Since Deng Xiaoping's liberalization of art and literature in 1977, literature in the People’s Republic of China has shown rapid development. While there are indisputably many sides to the "new" fiction of the Post-Mao era (1977 to present), the substance of the change can be summarized by saying that such works reflect an overall "return of the individual" to modern Chinese fiction, in terms of characterization, authorial style, and personal vision. This thesis examines the return of the individual from the specific angle of marginalized character and motif, since they are frequently used by contemporary writers to express an individual and often subversive perspective in fiction. The contemporary writers Han Shaogong and Su Tong both make use of marginalized character types and marginalized motifs in some of their key works.

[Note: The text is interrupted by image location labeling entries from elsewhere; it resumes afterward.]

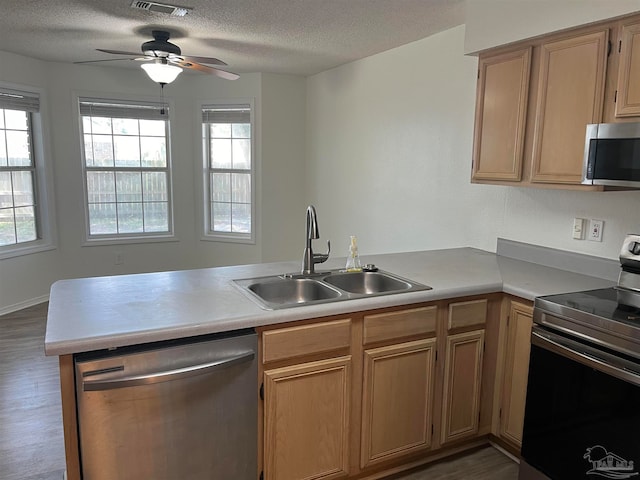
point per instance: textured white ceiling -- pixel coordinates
(300, 37)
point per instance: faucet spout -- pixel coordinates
(309, 258)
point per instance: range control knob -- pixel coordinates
(634, 247)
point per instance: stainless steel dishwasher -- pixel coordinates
(171, 410)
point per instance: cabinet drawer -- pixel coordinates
(466, 314)
(303, 340)
(403, 323)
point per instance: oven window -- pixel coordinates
(579, 423)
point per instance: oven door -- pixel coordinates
(582, 415)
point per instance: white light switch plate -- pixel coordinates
(595, 230)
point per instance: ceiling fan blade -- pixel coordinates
(118, 52)
(107, 60)
(209, 60)
(204, 68)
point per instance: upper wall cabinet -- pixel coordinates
(501, 109)
(535, 99)
(570, 96)
(628, 92)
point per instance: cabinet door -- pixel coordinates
(501, 110)
(306, 419)
(628, 96)
(514, 389)
(570, 96)
(397, 400)
(462, 384)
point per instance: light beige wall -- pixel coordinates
(389, 144)
(498, 22)
(26, 279)
(282, 174)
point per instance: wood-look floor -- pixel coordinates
(31, 439)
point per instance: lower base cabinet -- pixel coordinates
(514, 388)
(306, 420)
(397, 400)
(462, 384)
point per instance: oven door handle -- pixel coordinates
(586, 355)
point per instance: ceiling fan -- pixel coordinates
(168, 61)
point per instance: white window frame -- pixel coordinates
(43, 173)
(127, 237)
(207, 233)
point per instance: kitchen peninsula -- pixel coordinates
(463, 316)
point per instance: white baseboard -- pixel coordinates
(25, 304)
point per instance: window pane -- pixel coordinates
(6, 190)
(102, 218)
(154, 152)
(154, 186)
(101, 187)
(242, 154)
(25, 224)
(220, 153)
(241, 130)
(16, 120)
(221, 217)
(86, 125)
(88, 150)
(221, 187)
(7, 227)
(220, 130)
(129, 187)
(128, 182)
(18, 151)
(102, 151)
(156, 217)
(101, 125)
(241, 215)
(127, 151)
(125, 126)
(130, 218)
(23, 189)
(3, 147)
(153, 128)
(241, 187)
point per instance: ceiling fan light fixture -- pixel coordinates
(161, 73)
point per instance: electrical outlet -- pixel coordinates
(578, 228)
(596, 229)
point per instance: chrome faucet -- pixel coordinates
(310, 259)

In the four texts presented here, "Ba, ba, ba" and "Three Women" by Han Shaogong, and "1934Escapes" and Rice by Su Tong, marginalized character and motif are used to explore and articulate authorial vision of history and identity in China. Each author defines their marginalized characters differently, yet there are basic similarities. Central characters in the four works are characterized by their social marginalization; all refer to aspects of human nature in general, and to the "Chinese nature" or cultural character in particular. Similarly, marginalized motif in each work underscores an alternative viewpoint. Regional discourse, myth, superstition, fallible narrators, and images of ostracism and alienation posit a challenge to the dominant ideologies and literary conventions of the last forty years of mainland Chinese literature. This analysis of the techniques of characterization, narration and imagery, illustrate show marginalized character and motif are defined in each work and how they are used to underscore theme and meaning. Despite the continued obsession with China, both authors manage to convey their emphasis on history and identity with a covert cultural exploration. Ultimately, their work is ordered around aspects of human response and the human condition. They are not seeking to provide answers to the question of whether China, but rather to explore the individual's place in history in human terms.